The treatment of Tofacitinib for rosacea through the inhibition of the JAK/STAT signaling pathway.

Rosacea is a chronic inflammatory skin disease characterized by facial erythema and telangiectasia. Despite ongoing research, the pathogenesis of rosacea remains incompletely understood, and current therapies are not entirely satisfactory. The JAK/STAT signaling pathway plays an essential role in immunoregulation, inflammation, and neurovascular regulation.

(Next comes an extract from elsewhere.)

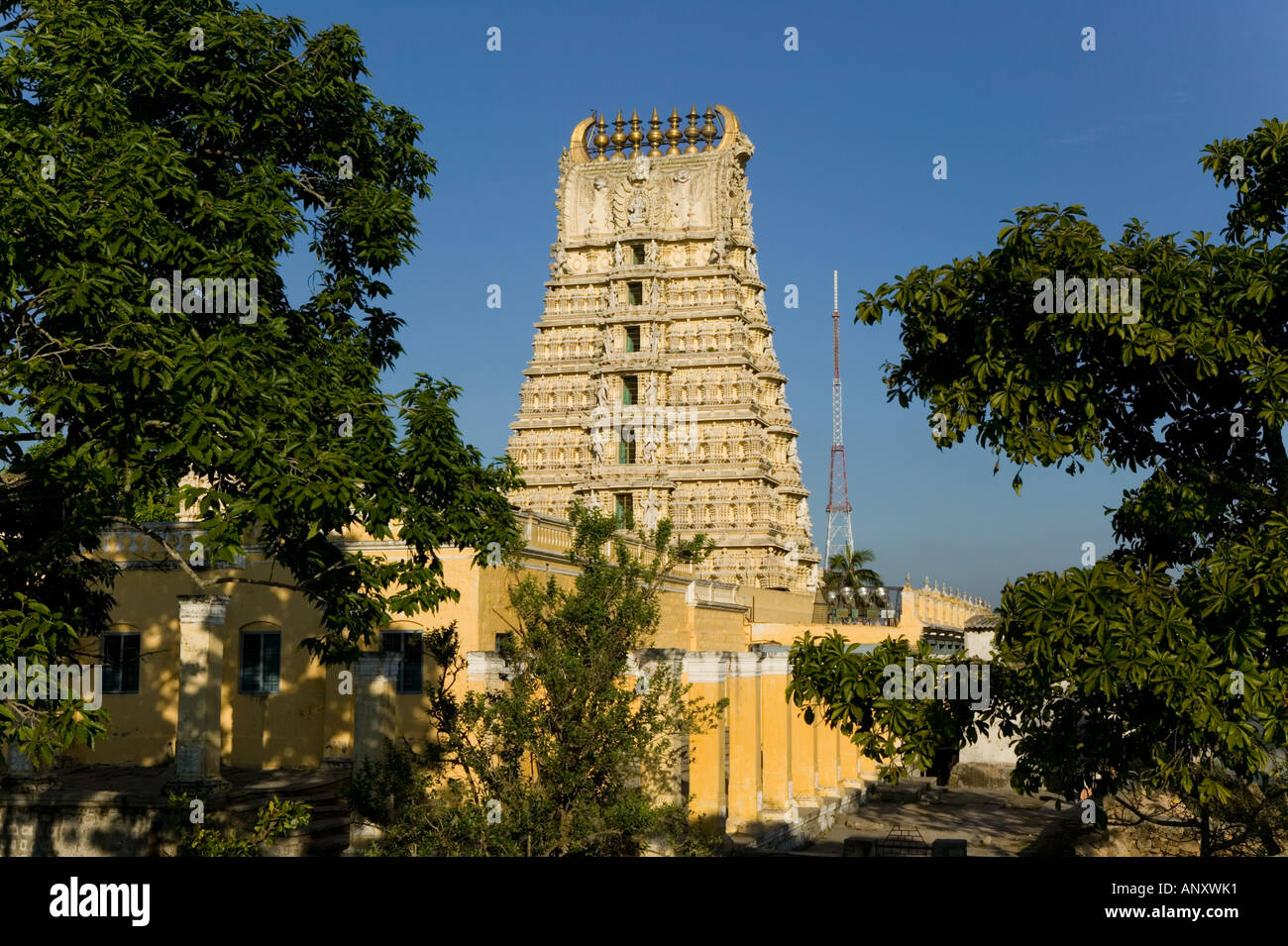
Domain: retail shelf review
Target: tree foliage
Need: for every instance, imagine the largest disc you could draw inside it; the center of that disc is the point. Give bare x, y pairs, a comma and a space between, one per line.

Inhibition of the JAK/STAT pathway appears to hold promise as a potential therapy for rosacea. This study aimed to investigate the effects of the JAK inhibitor tofacitinib on rosacea and to preliminarily explore its therapeutic mechanism. To this end, a rosacea-like mouse model was induced using LL37 and treated with a 2% tofacitinib emulsion. The results demonstrated that topical application of tofacitinib significantly ameliorated rosacea-like phenotype, reduced the infiltration of CD4+ T cells and mast cells, and suppressed dermal angiogenesis. RT-qPCR analysis revealed a reduction in mRNA expression levels of STAT1, STAT4, and STAT5a in skin lesions following topical tofacitinib treatment. Additionally, three patients diagnosed with erythematotelangiectatic rosacea (ETR) were included in the study and treated with oral tofacitinib, leading to a significant improvement in erythema and flushing symptoms. These findings collectively suggest that tofacitinib alleviates LL37-induced rosacea-like skin inflammation in mice and rosacea skin lesions by inhibiting the JAK/STAT signaling pathway.